This case report underscored the importance of performing accurate genotyping before initiation of therapy.
A 70-year-old male patient of Vietnamese descent requested treatment for hepatitis C virus (HCV) infection following the approval of the NS3/4A protease inhibitors. He had been treated 13 years earlier with interferon alfa monotherapy. Seven years ago, he was treated with pegylated interferon alfa-2b and ribavirin combination therapy. Both treatments were unsuccessful.
When his primary care doctor sent a blood sample for genotyping, the results indicated a mixture of HCV genotypes 1a and 6c. The physician decided to prescribe triple therapy of peginterferon alfa-2a (self-administered subcutaneously once weekly) and ribavirin (an oral regimen taken every morning and afternoon) for four weeks. At the fifth week, the patient was prescribed boceprevir to be taken orally every eight hours, along with the original dual therapy.
At first the patient’s serum HCV RNA viral load was 15,700,000 IU/mL (7.2 log). After four weeks of dual-therapy treatment, the viral load climbed to 22,700,000 IU/mL (7.36 log). At week 8, the viral load dropped to 462,882 IU/mL (5.67 log), but it increased at week 12 to 16,500,000 IU/mL (7.22 log).

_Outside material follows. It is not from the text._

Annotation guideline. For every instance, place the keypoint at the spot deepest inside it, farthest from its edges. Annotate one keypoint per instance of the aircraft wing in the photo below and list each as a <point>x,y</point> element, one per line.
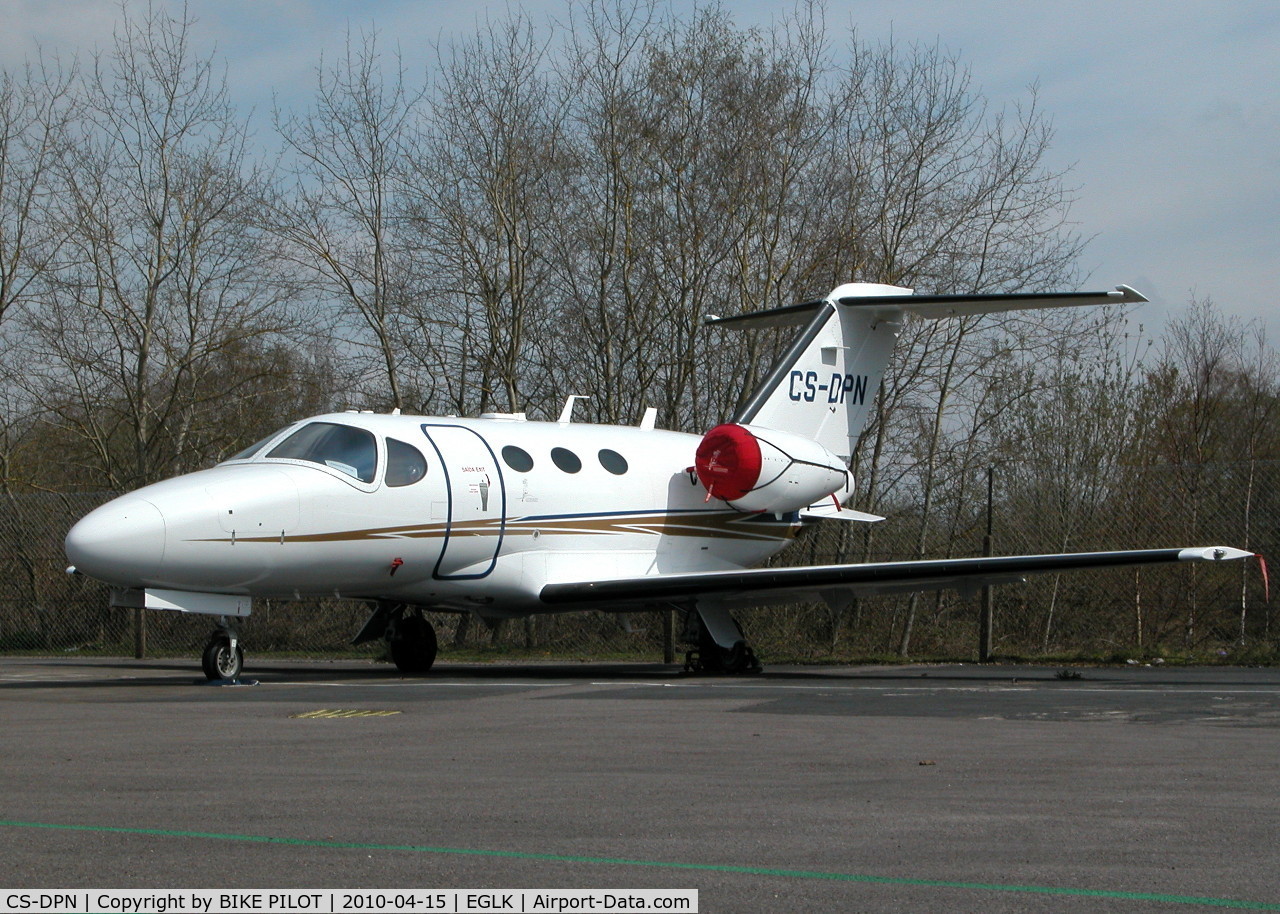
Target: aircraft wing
<point>781,585</point>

The physician decided to increase the ribavirin dosage, but by week 16, the viral load hit 21,000,000 IU/mL (7.32 log). The doctor stopped the triple therapy for HCV and referred the patient to an outpatient HCV clinic for care.
“A blood sample was sent to an alternative laboratory services company for confirmatory HCV genotype testing. The results indicated genotype 6 HCV rather than genotype 1a/6c disease (as previously determined), indication that the patient didn’t have a mixed-genotype HCV infection,” stated Linda M. Spooner, PharmD, BCPS, and colleagues who published this case report in the February issue of the American Journal of Health-System Pharmacists.

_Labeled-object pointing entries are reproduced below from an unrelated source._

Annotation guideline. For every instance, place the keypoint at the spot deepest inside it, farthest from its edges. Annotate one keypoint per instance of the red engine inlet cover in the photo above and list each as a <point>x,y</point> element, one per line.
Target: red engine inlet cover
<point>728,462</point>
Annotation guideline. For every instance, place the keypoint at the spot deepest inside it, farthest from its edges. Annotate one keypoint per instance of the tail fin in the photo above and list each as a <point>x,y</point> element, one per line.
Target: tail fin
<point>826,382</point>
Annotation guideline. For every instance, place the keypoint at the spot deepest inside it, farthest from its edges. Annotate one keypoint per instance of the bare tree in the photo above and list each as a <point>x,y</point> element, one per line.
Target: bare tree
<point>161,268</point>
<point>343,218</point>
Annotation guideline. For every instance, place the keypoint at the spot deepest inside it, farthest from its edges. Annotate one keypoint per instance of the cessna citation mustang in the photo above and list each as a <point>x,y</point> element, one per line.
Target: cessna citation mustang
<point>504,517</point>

“We concluded that this patient was not a candidate for triple therapy in the first place but received it due to misgenotyping. We continue to follow this patient in the hope that he may be a candidate for future non-interferon-based therapies with directly acting agents,” the authors said.
Common genotypes
The most common genotypes for HCV infection in the United States are genotype 1, followed by genotypes 2 and 3. HCV genotypes 4, 5, and 6 are not seen very often in the United States, said Spooner, who is associate professor of pharmacy practice, School of Pharmacy, MCPHS University, Worcester, Mass.
In patients from Asia and Asian immigrants to the United States, the most common HCV genotypes are 5 and 6. The genotype in the patient from Vietnam was 6.

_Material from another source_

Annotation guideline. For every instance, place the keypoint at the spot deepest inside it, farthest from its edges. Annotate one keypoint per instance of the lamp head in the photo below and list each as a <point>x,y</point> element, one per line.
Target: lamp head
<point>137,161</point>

“So when his physician tried to treat him as if he had a genotype 1 infection and the treatment failed, the case proved that the treatment for genotype 1 infection is not the same treatment that we do for genotype 6,” Spooner told Drug Topics.
This case report demonstrated that accurate genotyping must be made before initiation of therapy. It is also important to note that genotype assays are not always accurate, Spooner said.
“The older line probe assays cannot effectively differentiate between genotype 1 subtypes and genotype 6 subtypes. Therefore, in a patient of Southeast Asian descent, it may be preferable to conduct genotyping with the newer line probe assays,” the authors wrote. And if results indicate a mixed infection with HCV genotype 1 and 6 subtypes, providers should consider making another test to confirm this.
Off-label treatment
Spooner plans to start treatment soon for an Asian patient from China who has HCV genotype 6 infection, using the newly approved sofosbuvir (Solvaldi). Although the drug has been approved for patients with HCV genotypes 1-4, it is active against all the genotypes (1-6), so Spooner will use sofosbuvir off-label for HCV genotype 6 infection.
“Even though the drug is super-expensive [$1,000 per pill], it is going to be the standard of care, and insurance companies are going to have no choice but to cover it,” she said. “In the grand scheme, sofosbuvir is still less expensive than the cost of a liver transplant or the treatment for someone with liver cancer.”
In the case of the Vietnamese patient, he may be a candidate for sofosbuvir used off-label as well, Spooner said.
More hepatitis C drugs are in the pipeline and expected to become available early next year, she said. So if a patient’s treatment of interferon and ribavirin fails, it doesn’t necessarily mean future failure is inevitable.
“Pharmacists can play a really big role in helping determine patients’ drug regimens and in teaching patients about the importance of taking [their medications] every day, as well as how to avoid side effects,” said Spooner.